Place-based Story Telling was a rewarding experience because it gave me the
chance to connect to classmates in a way I hadn’t before. I transferred to Tulane
during my Sophomore year of college because I was determined to move to New
Orleans. Tulane was the only application I sent in, and if I wasn’t accepted I was
going to move to New Orleans any how.
Even though I got in, Tulane always seemed like an after thought to me. As
soon as I moved into my off-campus apartment I was focused on exploring New
Orleans and making connections to people in the city’s community. I went to class,
but felt alienated from a student body I perceived as ensconcing themselves in a
geographical bubble and homogenous social environment. I felt the dominant
Tulane student culture focused on avoiding the larger New Orleans community, and
New Orleans’ racial, cultural, social, and political landscape that renders it such a
rich and complex place.
In many ways, I still think this about Tulane’s administrative and dominant
social frameworks, and want to change so much about the school. However, taking
Place-Based Story Telling this fall semester forced me to realize that there are an
overwhelming number of students who want connect to New Orleans and carve out
a new space in the social scene.
Exploring the city, trying, failing, growing, and bonding with a complex and
amazing group of classmates was one of the most humbling experiences of my life.

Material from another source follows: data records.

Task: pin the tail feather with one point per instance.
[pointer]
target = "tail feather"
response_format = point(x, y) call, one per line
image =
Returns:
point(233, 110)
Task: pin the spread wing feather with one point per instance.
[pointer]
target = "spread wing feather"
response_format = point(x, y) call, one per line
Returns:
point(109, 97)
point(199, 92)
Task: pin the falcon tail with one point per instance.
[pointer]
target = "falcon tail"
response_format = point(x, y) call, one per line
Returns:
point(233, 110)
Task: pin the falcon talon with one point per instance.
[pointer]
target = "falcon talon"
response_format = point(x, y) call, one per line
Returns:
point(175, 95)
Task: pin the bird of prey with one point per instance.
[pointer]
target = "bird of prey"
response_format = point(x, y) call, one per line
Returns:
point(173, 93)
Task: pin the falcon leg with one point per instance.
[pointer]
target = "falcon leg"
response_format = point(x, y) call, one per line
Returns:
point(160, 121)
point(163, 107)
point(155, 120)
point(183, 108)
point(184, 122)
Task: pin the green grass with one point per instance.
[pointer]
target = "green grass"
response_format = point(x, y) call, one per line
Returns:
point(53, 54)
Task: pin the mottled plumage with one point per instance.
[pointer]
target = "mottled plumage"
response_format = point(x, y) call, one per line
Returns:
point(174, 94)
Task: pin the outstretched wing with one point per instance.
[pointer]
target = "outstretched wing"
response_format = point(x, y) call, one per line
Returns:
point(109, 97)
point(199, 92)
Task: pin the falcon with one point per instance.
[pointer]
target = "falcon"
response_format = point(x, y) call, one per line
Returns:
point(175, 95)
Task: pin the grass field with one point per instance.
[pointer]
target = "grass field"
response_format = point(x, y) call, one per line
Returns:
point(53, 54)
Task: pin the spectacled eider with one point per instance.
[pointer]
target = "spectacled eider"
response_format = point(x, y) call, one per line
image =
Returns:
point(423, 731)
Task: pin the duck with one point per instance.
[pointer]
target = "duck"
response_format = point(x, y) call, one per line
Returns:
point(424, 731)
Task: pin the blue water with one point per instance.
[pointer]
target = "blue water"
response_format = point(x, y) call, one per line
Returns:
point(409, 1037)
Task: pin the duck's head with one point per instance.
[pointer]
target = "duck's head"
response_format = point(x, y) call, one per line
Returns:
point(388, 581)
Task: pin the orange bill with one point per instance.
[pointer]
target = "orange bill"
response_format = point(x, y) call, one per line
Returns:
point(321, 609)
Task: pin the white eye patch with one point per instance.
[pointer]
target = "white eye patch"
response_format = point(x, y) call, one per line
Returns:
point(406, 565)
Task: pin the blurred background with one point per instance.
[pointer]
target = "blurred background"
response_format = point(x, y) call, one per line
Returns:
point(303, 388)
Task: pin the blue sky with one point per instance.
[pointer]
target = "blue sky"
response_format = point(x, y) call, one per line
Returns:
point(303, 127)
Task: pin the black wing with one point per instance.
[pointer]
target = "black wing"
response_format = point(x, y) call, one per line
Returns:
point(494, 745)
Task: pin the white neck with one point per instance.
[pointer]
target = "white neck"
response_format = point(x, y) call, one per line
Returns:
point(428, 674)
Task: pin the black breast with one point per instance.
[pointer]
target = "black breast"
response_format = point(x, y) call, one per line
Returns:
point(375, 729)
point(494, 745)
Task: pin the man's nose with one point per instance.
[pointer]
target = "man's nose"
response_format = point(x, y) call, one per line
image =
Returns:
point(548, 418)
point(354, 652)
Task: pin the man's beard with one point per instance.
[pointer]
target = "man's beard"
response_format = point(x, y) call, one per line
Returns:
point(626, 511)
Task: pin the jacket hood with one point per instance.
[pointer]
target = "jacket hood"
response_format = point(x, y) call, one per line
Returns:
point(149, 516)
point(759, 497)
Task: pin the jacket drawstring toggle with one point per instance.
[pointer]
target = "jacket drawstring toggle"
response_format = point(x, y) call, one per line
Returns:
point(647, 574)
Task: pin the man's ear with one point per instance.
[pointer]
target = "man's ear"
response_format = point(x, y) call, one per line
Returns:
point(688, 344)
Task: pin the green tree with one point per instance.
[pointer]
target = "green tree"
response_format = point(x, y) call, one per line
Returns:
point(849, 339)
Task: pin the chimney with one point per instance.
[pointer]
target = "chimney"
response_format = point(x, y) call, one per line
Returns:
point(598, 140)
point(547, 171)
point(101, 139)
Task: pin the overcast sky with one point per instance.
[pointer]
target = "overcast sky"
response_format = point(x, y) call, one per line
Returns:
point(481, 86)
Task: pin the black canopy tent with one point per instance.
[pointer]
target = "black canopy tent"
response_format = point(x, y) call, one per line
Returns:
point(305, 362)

In the process, I have realized the negative assumptions I made about my Tulane
peers and a supposition of superior knowledge about the city were based on my
own limitations.
I have learned to appreciate that my fellow students are dealing with the
same obstacles I am, and that we all have much to learn about the city that so
generously allows us to be here. Tulane does not always make being here easy.
However, we as Tulane students can work together in embarking our difficult and
perhaps most essential journey during our remaining time: to understand and give
back to the city, as well as each other.